Il faut rappeler une évidence : un prix ne fait pas une rémunération s'il n'y a pas de vente. Sans acte commercial, sans consommateur, le prix, c'est du vent. Il est donc très important d'envisager la fonction commerciale comme une partenaire de la filière, créatrice de sa propre valeur, parce que sans le débouché, le prix ne ramène pas une rémunération.
Nous sommes à peu près d'accord avec ce qu'ont dit Thierry Cotillard, Michel Biero et d'autres sur l'idée qu'un agriculteur ou un producteur doit pouvoir connaître son prix et disposer d'un premier contrat servant de base à la chaîne de décision. Nous y sommes favorables, même si l'on peut toujours discuter des détails juridiques. S'agissant de la transparence, celui qui achète ou rachète dans le cadre d'un marché de vente après transformation ou d'un marché de la revente doit pouvoir connaître la part de matière agricole et la part sur laquelle seront imposés certains mécanismes, comme les indicateurs de révision de prix. Il faut bien définir de quoi l'on parle. Nous sommes favorables à des clauses de révision automatique de prix dès lors que l'on sait à quoi elles s'appliquent.

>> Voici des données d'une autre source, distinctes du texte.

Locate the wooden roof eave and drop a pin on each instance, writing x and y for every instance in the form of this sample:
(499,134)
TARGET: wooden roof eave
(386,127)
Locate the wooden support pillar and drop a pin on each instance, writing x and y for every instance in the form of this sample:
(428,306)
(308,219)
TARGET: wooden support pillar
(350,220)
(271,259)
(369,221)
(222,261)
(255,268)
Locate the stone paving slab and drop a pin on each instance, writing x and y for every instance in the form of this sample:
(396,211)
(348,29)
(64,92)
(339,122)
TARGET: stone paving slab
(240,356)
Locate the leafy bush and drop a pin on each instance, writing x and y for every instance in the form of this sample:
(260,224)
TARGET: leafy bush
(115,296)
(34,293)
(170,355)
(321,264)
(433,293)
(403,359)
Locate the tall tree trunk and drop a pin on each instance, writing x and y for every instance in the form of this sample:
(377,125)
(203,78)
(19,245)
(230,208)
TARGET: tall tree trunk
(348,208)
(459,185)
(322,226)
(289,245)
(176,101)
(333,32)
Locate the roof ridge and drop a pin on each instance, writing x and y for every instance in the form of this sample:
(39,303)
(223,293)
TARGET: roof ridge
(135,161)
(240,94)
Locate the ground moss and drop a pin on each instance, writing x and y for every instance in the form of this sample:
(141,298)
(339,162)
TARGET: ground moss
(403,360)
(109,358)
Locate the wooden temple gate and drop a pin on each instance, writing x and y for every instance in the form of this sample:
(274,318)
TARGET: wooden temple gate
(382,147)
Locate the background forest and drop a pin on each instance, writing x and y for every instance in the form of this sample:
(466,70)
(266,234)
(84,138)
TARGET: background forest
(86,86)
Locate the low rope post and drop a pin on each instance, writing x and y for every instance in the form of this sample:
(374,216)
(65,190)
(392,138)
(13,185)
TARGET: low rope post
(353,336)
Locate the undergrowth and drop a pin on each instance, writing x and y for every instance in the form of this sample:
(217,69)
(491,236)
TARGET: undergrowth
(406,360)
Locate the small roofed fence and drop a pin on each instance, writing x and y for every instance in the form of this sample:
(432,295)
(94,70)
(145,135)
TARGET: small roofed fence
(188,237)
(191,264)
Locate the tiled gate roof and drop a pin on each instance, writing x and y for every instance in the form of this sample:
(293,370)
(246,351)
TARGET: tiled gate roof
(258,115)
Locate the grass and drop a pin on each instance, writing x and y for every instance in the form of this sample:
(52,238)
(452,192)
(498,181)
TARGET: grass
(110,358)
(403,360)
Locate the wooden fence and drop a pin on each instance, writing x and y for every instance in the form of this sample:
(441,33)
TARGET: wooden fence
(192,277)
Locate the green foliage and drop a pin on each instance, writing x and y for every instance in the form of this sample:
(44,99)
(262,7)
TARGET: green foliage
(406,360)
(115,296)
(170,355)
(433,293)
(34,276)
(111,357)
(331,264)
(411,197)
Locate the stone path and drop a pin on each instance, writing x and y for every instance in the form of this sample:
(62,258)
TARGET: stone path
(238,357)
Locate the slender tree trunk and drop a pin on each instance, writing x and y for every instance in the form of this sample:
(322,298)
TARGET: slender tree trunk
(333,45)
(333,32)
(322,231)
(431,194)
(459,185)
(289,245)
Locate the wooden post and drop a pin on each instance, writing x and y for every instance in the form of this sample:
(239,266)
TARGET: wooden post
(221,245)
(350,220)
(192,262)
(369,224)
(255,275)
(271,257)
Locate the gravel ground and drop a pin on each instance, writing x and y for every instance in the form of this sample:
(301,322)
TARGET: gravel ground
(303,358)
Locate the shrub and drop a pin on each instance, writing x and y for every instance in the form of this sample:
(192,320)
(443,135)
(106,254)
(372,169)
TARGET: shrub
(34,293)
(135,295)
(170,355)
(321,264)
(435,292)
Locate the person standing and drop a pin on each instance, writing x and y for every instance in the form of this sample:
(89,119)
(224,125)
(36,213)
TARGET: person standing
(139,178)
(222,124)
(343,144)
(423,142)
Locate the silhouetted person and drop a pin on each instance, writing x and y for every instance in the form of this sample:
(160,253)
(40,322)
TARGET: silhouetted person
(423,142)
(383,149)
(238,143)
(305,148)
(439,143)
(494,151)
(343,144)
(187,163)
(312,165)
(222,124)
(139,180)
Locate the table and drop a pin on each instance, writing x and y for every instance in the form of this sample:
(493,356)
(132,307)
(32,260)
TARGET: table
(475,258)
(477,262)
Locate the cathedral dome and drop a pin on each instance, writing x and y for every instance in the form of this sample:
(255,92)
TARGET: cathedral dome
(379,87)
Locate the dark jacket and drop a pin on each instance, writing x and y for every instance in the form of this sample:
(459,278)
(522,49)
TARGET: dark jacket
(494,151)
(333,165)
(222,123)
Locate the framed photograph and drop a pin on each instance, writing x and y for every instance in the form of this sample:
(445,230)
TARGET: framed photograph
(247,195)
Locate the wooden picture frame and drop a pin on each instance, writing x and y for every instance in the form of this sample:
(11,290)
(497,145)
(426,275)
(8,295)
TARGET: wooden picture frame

Concernant Egalim, nous trouvons assez dingue d'aller chercher les cas marginaux auxquels éventuellement cette loi ne s'appliquerait pas, alors qu'une grande partie des filières en ont été ou s'en sont exonérées et que les grossistes ne l'appliquent pas, tout comme des pans entiers de l'économie comme la restauration, voire l'exportation. Dans le cadre actuel, que nous ne contestons pas, nous achetons à Herta le porc espagnol au prix du porc breton – un comble pour un Breton ! Nous ne sommes donc pas opposés à ce type de dispositif, qui reste à affiner ; mais avant de venir chercher les distributeurs dans leur expression européenne et internationale, je rappelle que les producteurs de légumes, les viticulteurs, les éleveurs bovins et les céréaliers n'appliquent pas cette loi. Nous sommes tous frères, mais c'est encore mieux quand on le démontre.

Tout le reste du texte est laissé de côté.